En juin 2021, Ionis a lancé un essai de phase 3 appelé ION, visant à traiter jusqu'à 77 patients dans le monde. Les participants sont âgés de 11 ans et plus, atteints de SLA causée par une mutation pathogène confirmée du gène ION363 et ne doivent pas être sous ventilation mécanique permanente au moment de l'inscription. Ils reçoivent des injections rachidiennes d'ION363 ou d'un placebo toutes les douze semaines, après une dose de charge à quatre semaines, pendant 61 semaines, suivies d'une prolongation en ouvert de 85 semaines. Le critère d'évaluation principal est l'évolution fonctionnelle selon l'échelle d'évaluation fonctionnelle de la SLA révisée et la durée de vie sans ventilation mécanique. Les critères d'évaluation secondaires incluent la qualité de vie, la fonction pulmonaire et musculaire, la survie et les modifications du biomarqueur des chaînes légères des neurofilaments. Réalisé à L'essai clinique, mené sur 24 sites en Amérique du Nord, en Europe, au Royaume-Uni, à Taïwan et en Corée, devrait se poursuivre jusqu'en juin 2026.
La deuxième partie de l'étude consiste en une période d'extension ouverte de 72 semaines au cours de laquelle tous les participants ont reçu du jacifusen.
Une caractéristique unique de cet essai est la mise en œuvre d'un « sauvetage ». Plus précisément, si un participant présente un déclin fonctionnel significatif au cours de la première partie, il sera transféré vers la deuxième partie/extension ouverte de l'étude. Cela semble suspect du point de vue statistique: L'étude ne conserve que les patients qui évoluent lentement!

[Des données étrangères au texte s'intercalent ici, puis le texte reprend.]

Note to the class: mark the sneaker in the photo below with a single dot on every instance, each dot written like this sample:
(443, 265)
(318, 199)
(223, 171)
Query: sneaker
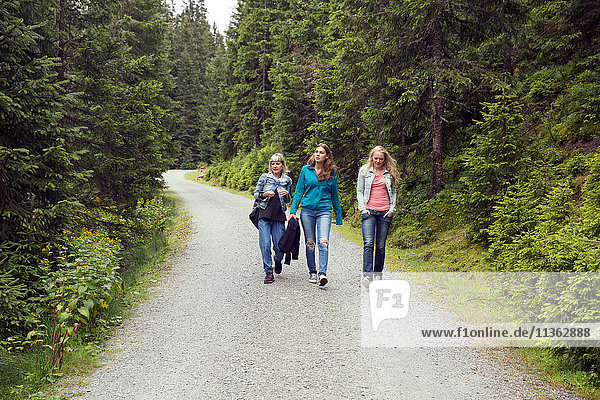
(269, 278)
(277, 267)
(322, 279)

Bien que la plupart des participants aient connu un déclin fonctionnel continu (mesuré par l’ALSFRS-R) après le début du traitement par jacifusen, l’un d’eux a présenté une récupération fonctionnelle objective sans précédent après 10 mois, et un autre est resté asymptomatique, avec une amélioration documentée des anomalies électromyographiques.